~ The amazing flying wizards ~
Version November 2002
The amazing flying wizards
(How a bunch of leet
seekers enters databases)
by VVAA (Various Authors)
(edited by fravia+)
Great stuff for seekers, truncation galore, read and take note of the many tricks...
Everything began with a simple and interesting question...
site specific searches/filenames ?
the-scientist.com publishes some articles that are "hot":
Data derived from the Science Watch/ Hot Papers database and the Web of Science (ISI, Philadelphia) [these are paid services] show that Hot Papers are cited 50 to 100 times more often than the average paper of the same type and age.
The URL for one of them is
How could we search for a list of "hot" articles in that site (because we / cannot /will not / should not / pay for the original service from Science Watch)?.
I tried in Google:
but it fails, I think because hot is not in the domain but in the filename
You will admit that this is an interesting question for a seeker. A typical case of 'closed database',
where information is hoarded instead of being freely spread. But the fundamental law
of the web is on
the side of the spreaders, and very strong web-winds blow against the commercial hoarders...
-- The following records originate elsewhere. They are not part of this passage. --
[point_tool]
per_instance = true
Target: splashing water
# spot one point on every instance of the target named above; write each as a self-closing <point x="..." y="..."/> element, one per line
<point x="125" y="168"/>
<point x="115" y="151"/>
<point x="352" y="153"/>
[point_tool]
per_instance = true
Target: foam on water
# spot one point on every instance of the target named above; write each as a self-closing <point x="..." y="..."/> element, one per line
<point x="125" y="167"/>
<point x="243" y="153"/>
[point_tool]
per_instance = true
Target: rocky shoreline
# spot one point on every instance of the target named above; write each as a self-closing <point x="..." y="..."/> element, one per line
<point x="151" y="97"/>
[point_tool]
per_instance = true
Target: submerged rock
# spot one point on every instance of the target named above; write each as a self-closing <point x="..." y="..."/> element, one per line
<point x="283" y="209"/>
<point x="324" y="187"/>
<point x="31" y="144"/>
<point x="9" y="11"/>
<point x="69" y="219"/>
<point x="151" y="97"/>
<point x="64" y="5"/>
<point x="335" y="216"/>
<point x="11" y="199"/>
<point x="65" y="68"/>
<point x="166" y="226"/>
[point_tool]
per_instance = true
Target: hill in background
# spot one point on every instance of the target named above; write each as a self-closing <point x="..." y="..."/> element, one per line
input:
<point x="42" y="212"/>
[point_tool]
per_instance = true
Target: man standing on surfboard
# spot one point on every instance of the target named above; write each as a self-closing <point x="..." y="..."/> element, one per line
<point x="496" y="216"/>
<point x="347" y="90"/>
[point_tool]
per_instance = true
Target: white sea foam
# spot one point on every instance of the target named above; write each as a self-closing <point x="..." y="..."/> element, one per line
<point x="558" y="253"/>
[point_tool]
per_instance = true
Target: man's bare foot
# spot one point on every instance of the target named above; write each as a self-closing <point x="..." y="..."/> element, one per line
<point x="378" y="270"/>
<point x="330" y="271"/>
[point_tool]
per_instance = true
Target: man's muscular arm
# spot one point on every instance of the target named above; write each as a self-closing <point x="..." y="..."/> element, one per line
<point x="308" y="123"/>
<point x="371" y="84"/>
Re: site specific searches/filenames ?
I think your problem is truncation... I only know to main search
engines that perform this kind o search: altavista and hotbot
Here are the queries you can use:
(host:the-scientist.com OR host:www.the-scientist.com) AND url:hot_** on altavista
+"the-scientist.com" +domain:com +hot_* on hotbot
the second query brings the folowing url:
http://www.the-scientist.com/hotpapersarchive.htm, maybe that's what you want.
Truncation! How important! Moreover, those among you that have visited the first link given above by Nemo will
have noticed some URLs: www.the-scientist.com/yr2000/jan/hot_000110.html,
etc... mmmm :-)
Re: Re: Re: site specific searches/filenames ?
well... heres a couple my tricks (guess thats what you'd call them :)
archive org of course will give you lots of info ... however even with many url names (including nemos above) you still get delivered TOO the registration page
(I am unclear as to the problem though --- it seems to indicate it is a free reg (?) and then u can proceed to read free of charge ?) thats hat i read
I didn't register so am not clear or sure about this (butt you indicate that you have to pay)?
butt to a trick that works sometimes ... sometimes...
lets take Your posted url: http://www.the-scientist.com/yr2002/oct/hot_021028.html
now lets feed it to google ...
now lets click on googles cache of (your url... or any url at the site that you have brought up in the search engine that produces the doc that you want to read)
google s cache wisks you off to their Registration page ...
because somewhere it is reading and if and or else statement telling it you are a bad guy
could it be in googles cache?
so, back space now back to the google page
and click again on the cache link
now VERY QUICKLY before it can transfer you to the registration page HIT YOUR STOP BUTTON (if you are not quick enough u may have to try several times...
you will be staring at a blank googles cache page...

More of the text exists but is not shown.